I am not giving the Claimant permission to appeal

[15] When reviewing the file, I can’t help but notice that the Claimant was given many opportunities by the Commission and the General Division to provide evidence in support of his availability for work prior to the General Division hearing in-writing. Unfortunately, for the Claimant, he did not follow-up on all these requests.

[16] I must reiterate that an appeal to the Appeal Division is not an opportunity for a party to correct deficiencies in its evidence before the General Division and hope for a different outcome. It is well established that I must decide the present application for leave to appeal based on the evidence presented to the General Division.Footnote 2

[17] To be eligible to receive benefits, claimants must prove that they are capable of and available for work—on any given workday—and are unable to find suitable employment.Footnote 3

[18] Availability must be determined by reviewing three factors:

  • the desire to return to the labour market as soon as a suitable job is offered;
  • the expression of that desire through efforts to find a suitable job, and
  • the non-setting of personal conditions that might unduly limit the chances of returning to the labour market.Footnote 4

[19] Furthermore, availability is determined for each working day in a benefit period for which a claimant can prove that on that day they are capable of and available for work, and unable to obtain suitable employment.Footnote 5

[20] Based on the evidence before it, the General Division found that the Claimant did not show that he wanted to go back to work as soon as a suitable job was available. It found that the Claimant did not make enough efforts to find work.

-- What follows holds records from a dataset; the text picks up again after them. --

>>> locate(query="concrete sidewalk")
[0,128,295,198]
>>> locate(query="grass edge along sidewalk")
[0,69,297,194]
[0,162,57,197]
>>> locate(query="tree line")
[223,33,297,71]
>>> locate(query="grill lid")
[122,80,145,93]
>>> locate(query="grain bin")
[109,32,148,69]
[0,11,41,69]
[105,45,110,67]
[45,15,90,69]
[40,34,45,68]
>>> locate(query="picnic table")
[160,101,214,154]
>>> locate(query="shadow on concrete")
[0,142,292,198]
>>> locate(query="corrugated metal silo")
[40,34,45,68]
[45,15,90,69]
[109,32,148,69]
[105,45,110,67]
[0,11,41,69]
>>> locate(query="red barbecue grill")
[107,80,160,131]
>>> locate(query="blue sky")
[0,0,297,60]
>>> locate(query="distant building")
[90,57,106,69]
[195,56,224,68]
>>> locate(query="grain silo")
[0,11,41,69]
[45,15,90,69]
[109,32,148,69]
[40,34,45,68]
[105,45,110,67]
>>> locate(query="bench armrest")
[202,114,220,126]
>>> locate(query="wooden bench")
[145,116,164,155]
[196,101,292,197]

The General Division found that the Claimant set personal conditions that limited his chances of going back to work.

[21] The evidence supports the General Division’s conclusion that the Claimant did not demonstrate that he was available for work but unable to find a suitable job.

[22] A mere statement of availability is not enough for a claimant to discharge the burden of proof. Before the General Division, the Claimant did not meet his burden of proof.

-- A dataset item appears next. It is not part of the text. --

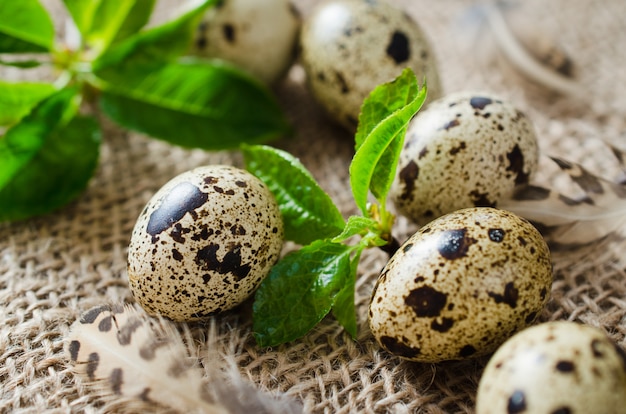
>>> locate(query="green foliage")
[242,145,345,244]
[0,0,290,221]
[243,69,426,346]
[0,0,54,53]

[23] I see no reviewable error made by the General Division. The Claimant does not meet the relevant factors to determine availability. Although I understand the Claimant’s situation, this does not eliminate the requirement to show availability within the meaning of the law to receive EI benefits.

[24] After reviewing the appeal file, the General Division decision, and the Claimant’s arguments, I find that the General Division considered the evidence before it and properly applied the Faucher factors in determining the Claimant’s availability. I cannot find any failure by the General Division to observe a principle of natural justice. I have no choice but to find that the appeal has no reasonable chance of success.

Conclusion

[25] Leave to appeal is refused. This means the appeal will not proceed.